Westchnął ciężko odchylając swoją głowę do tyłu. Złapał go za biodra i wbił się w niego z całej siły. Poczuł całą jego długość w sobie, a także ból jednak po chwili zmieniło się to w przyjemność. Odchylił szyje dając mu przy tym większy dostęp, zostawiał na niej mokre pocałunki w międzyczasie ruszając energicznie biodrami.

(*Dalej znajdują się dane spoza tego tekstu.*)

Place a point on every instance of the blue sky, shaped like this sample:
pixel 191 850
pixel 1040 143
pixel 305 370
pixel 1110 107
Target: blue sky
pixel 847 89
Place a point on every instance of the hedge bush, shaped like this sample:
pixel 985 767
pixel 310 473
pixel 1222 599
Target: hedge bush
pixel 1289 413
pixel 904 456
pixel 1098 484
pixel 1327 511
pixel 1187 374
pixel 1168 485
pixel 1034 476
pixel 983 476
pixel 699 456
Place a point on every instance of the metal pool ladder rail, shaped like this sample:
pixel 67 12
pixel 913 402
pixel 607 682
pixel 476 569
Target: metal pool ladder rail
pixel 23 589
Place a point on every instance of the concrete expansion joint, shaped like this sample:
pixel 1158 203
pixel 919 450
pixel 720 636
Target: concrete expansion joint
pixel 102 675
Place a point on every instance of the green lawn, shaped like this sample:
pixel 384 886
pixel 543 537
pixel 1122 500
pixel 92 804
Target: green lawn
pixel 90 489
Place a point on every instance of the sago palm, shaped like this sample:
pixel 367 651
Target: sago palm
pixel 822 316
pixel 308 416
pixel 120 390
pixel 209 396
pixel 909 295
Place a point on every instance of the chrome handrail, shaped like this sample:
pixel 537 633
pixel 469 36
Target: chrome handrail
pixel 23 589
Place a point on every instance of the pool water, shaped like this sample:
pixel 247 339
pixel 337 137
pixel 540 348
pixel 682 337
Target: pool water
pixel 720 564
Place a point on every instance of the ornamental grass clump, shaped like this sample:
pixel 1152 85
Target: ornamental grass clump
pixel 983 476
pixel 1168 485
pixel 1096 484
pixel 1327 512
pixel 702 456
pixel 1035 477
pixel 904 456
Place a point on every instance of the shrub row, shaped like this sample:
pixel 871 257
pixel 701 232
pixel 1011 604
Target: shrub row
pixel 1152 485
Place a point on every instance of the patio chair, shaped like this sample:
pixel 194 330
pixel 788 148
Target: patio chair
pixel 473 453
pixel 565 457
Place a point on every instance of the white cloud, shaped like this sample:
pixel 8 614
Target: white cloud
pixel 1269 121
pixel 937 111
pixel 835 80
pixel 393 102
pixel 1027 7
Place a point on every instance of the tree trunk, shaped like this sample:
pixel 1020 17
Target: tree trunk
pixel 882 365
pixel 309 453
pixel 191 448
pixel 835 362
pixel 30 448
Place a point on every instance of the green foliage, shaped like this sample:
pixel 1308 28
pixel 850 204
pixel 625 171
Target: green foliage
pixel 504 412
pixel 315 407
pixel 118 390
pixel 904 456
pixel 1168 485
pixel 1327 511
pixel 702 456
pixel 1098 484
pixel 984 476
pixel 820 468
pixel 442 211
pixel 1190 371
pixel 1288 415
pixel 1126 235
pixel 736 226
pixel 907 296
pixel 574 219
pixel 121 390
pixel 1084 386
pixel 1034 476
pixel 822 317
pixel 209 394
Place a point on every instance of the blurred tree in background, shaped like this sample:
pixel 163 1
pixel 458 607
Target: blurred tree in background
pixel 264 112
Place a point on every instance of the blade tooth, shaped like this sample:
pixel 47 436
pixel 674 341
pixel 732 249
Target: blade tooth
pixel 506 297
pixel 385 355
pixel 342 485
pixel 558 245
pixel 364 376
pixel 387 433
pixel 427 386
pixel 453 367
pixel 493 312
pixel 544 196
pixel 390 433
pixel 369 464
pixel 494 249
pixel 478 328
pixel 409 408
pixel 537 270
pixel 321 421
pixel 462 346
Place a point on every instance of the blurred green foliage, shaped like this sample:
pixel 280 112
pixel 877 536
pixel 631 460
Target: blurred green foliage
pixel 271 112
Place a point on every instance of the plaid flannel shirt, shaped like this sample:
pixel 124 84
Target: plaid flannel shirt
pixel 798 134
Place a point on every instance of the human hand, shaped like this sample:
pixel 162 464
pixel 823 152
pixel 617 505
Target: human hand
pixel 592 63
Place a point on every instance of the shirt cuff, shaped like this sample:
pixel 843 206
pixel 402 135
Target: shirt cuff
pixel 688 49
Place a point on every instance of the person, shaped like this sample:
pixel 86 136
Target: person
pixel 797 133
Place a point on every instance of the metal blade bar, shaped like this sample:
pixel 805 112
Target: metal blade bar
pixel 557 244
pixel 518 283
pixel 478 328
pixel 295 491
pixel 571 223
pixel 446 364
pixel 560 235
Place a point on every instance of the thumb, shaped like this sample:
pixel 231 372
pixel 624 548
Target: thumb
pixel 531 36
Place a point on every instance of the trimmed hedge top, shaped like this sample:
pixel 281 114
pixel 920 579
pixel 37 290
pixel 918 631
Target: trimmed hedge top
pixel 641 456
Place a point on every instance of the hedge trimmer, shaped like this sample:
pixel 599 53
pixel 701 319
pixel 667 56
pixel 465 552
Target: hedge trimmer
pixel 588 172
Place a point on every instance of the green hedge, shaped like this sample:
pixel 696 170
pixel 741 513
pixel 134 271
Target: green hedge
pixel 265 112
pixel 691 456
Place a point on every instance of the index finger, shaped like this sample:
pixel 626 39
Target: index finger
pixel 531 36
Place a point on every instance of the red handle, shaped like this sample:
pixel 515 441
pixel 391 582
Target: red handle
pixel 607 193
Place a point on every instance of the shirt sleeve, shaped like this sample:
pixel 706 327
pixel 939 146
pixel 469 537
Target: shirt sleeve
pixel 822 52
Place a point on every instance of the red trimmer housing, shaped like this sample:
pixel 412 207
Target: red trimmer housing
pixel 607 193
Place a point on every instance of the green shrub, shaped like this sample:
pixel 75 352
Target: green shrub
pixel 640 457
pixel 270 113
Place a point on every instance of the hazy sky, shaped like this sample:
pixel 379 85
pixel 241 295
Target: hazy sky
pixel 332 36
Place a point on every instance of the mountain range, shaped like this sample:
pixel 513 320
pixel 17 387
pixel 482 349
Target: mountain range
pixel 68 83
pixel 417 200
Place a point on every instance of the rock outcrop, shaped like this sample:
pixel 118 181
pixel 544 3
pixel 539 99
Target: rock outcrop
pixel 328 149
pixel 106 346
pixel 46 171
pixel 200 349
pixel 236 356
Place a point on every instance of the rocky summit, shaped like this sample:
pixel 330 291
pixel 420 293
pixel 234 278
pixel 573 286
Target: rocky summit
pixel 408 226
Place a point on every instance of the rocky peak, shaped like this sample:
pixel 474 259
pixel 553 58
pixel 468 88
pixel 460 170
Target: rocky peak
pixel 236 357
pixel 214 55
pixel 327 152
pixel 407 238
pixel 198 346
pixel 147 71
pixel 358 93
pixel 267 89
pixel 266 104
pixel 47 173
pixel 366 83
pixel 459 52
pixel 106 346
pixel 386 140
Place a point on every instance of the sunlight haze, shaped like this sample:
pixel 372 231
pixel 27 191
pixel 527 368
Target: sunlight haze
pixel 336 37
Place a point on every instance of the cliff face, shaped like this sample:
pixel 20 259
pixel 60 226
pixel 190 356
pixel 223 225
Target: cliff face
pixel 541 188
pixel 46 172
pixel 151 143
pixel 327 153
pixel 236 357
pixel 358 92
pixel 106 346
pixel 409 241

Jęczał wplatając dłonie w jego włosy, nigdy nie miał okazji ich dotknąć, były strasznie miękkie, przejechał po nich dłonią przeczesując je. Czuł, że dochodzi, wygiął plecy w łuk ciężko dysząc.

Leżeli koło siebie oddychając głośno. Nie odzywali się. Nie dlatego, że nie mieli nic do powiedzenia. Dlatego, że nie chcieli rozmawiać.

Za to Steve Rogers chciał w tamtej chwili porozmawiać z kimkolwiek. Chciał się do kogoś przytulić i powiedzieć, że miłość jego życia właśnie napluła mu w twarz. Przespała się z innym, wiedząc że są obserwowani. Wiedząc, że Steve na nich patrzy. Chciał po prostu płakać, bez słuchania komentarzy o tym, że go wydał, wtrącił do więzienia własnego przyjaciela, że sam do tego doprowadził. Chociaż może faktycznie popełnił błąd czy naprawdę jego serce musiało rozpaść się na kawałki by zrozumiał jakim głupcem był?